Bagikan:

JAKARTA - Pemerintah berencana mewajibkan perusahaan over the top (OTT) global yang menjalankan kegiatan usaha di Indonesia untuk melakukan kerja sama dengan penyelenggara jaringan telekomunikasi dan/atau penyelenggara jasa telekomunikasi.

Asosiasi Penyelenggara Jaringan Telekomunikasi (Apjatel) pun meyakini tersebut dapat meningkatkan investasi di tanah air. Rencana tersebut juga tertuang dalam Rancangan Peraturan Pemerintah (RPP) Pos, Telekomunikasi, dan Penyiaran (Postelsiar) yang merupakan beleid turunan dari UU Cipta Kerja. 

"Dengan penerapan kewajiban tersebut, membuktikan pemerintah konsisten menjalankan amanat UU Cipta Kerja. Spirit utama yang diusung UU Cipta Kerja adalah menarik investasi baru dan menciptakan lapangan pekerjaan termasuk di industri telekomunikasi nasional," papar Ketua Umum Apjatel Muhammad Arif dalam keterangannya, Senin, 1 Februari.

Perusahaan OTT atau dalam hal ini penyedia layanan dengan konten berupa data, informasi atau multimedia yang berjalan melalui jaringan internet. Seperti Netflix, Disney+ Hotstar dan layanan streaming online lainnya. 

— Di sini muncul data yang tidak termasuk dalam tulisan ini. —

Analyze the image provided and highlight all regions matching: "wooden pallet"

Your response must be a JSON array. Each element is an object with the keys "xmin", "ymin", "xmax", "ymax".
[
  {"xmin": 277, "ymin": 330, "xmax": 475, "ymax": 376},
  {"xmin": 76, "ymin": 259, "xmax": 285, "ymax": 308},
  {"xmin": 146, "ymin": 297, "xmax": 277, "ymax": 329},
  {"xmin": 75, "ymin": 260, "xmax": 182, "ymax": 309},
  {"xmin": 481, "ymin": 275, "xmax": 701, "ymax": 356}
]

Arif menjelaskan saat ini kemampuan operator telekomunikasi di Indonesia dalam membangun infrastruktur sangat terbatas dikarenakan sumber daya yang dimiliki penyelenggara telekomunikasi banyak tersita untuk memperbesar kapasitas jaringan dan content delivery network (CDN).

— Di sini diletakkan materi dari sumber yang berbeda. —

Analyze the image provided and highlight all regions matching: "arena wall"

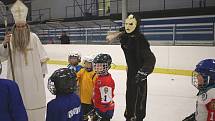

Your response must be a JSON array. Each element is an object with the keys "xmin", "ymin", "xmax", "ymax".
[{"xmin": 44, "ymin": 44, "xmax": 215, "ymax": 76}]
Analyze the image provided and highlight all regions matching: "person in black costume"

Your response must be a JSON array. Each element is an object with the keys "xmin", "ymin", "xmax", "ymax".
[
  {"xmin": 107, "ymin": 14, "xmax": 156, "ymax": 121},
  {"xmin": 122, "ymin": 14, "xmax": 156, "ymax": 121}
]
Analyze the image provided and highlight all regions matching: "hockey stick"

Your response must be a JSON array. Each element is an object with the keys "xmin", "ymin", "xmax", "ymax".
[{"xmin": 0, "ymin": 2, "xmax": 16, "ymax": 81}]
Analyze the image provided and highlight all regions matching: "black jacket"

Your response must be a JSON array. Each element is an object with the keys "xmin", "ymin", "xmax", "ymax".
[
  {"xmin": 60, "ymin": 35, "xmax": 70, "ymax": 44},
  {"xmin": 120, "ymin": 33, "xmax": 156, "ymax": 84}
]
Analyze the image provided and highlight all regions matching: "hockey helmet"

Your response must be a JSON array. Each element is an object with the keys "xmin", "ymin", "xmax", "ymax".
[
  {"xmin": 83, "ymin": 56, "xmax": 94, "ymax": 72},
  {"xmin": 192, "ymin": 59, "xmax": 215, "ymax": 90},
  {"xmin": 93, "ymin": 53, "xmax": 112, "ymax": 75},
  {"xmin": 68, "ymin": 51, "xmax": 81, "ymax": 62},
  {"xmin": 48, "ymin": 68, "xmax": 77, "ymax": 95}
]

Selain itu, selama ini penyelenggara OTT global kerap berlindung dibalik konsep net neutrality atau prinsip penyedia jasa internet harus bersikap adil dengan semua penyedia konten internet

Di Amerika Serikat yang merupakan negara asal mayoritas penyelenggara OTT, Federal Communication Commission telah mencabut kebijakan net neutrality pada 11 Juni 2018.

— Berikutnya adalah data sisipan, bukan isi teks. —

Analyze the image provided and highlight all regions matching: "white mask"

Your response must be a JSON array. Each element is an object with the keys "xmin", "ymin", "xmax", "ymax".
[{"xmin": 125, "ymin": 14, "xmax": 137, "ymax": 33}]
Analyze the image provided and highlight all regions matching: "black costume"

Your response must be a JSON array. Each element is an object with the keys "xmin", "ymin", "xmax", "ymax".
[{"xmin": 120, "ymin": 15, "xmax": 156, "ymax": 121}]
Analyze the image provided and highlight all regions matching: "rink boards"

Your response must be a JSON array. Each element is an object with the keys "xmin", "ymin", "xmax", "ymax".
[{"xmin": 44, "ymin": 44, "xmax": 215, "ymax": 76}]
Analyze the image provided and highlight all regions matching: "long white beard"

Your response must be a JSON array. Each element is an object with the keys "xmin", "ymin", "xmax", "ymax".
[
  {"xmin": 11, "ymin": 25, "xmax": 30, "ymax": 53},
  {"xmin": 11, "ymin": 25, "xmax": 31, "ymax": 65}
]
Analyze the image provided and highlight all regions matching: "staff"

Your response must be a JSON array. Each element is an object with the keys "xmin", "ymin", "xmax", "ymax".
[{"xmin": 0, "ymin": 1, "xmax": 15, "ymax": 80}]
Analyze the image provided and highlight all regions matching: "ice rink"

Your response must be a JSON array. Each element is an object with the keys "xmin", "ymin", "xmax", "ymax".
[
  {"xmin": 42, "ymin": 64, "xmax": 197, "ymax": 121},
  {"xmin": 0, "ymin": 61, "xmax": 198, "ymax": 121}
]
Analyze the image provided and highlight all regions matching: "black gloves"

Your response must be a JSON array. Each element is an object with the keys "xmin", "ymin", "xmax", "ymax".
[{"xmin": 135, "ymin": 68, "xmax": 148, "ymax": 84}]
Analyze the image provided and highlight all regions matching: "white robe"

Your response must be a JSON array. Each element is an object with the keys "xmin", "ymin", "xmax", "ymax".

Menurut Arif, pemerintah seharusnya tak perlu ragu untuk mewajibkan OTT global untuk bekerja sama dengan penyelenggara jaringan di Indonesia. Bentuk kerja sama tersebut bisa melalui sewa jaringan, sewa kapasitas atau investasi langsung.

Dengan kerja sama OTT global dengan penyelenggara jaringan, Arif optimistis hal tersebut dapat memberikan harapan baru untuk akselerasi dan peningkatan kualitas jaringan telekomunikasi di Indonesia.

"Saat ini penggelaran infrastruktur telekomunikasi di Indonesia belum merata. Pemerintah masih membutuhkan bantuan dari pelaku usaha untuk dapat menggelar infrastruktur telekomunikasi di seluruh Indonesia," lanjutnya.

"Sehingga diharapkan OTT global nantinya dapat memberikan kontribusi positif bagi pengembangan infrastruktur telekomunikasi nasional. Tidak sekadar lewat saja di jaringan operator telekomunikasi, tanpa memberikan benefit yang signifikan bagi perekonomian nasional," kata Arif.

Arif menuturkan, banyak manfaat yang dapat diambil dari kewajiban OTT global untuk bekerja sama dengan penyelenggara jaringan di Indonesia. Dengan menyewa kapasitas dari penyelenggara jaringan, OTT global dapat meningkatkan kualitas layanan yang akan diberikannya kepada masyarakat Indonesia.

Keuntungan lainnya, lanjut Arif, adalah pemerintah berpotensi mengurangi defisit transaksi berjalan jika server OTT global tersebut ada di Indonesia. Sebab selama ini belanja bandwith internasional penyelenggara jaringan Indonesia cukup besar dan itu dibayar dengan mata uang dolar AS.

Manfaat lainnya yang dapat dipetik pemerintah dengan kewajiban kerja sama OTT global dengan penyelenggara jaringan adalah mempermudah pemerintah untuk menarik PPh atau pajak transaksi OTT. Sebab selama ini pemerintah kesulitan untuk menjaring PPh dan pajak transaksi yang dilakukan oleh OTT global.

Dengan kewajiban OTT kerja sama dengan penyelenggara jaringan, nantinya Menteri Keuangan akan dengan mudah menerbitkan peraturan mengenai perpajakan seperti PPh atau pajak transaksi kepada OTT

"Sehingga kewajiban OTT global bekerja sama dengan penyelenggara jaringan ini akan menguntungkan semua pihak termasuk OTT global, masyarakat dan pemerintah," ujar Arif.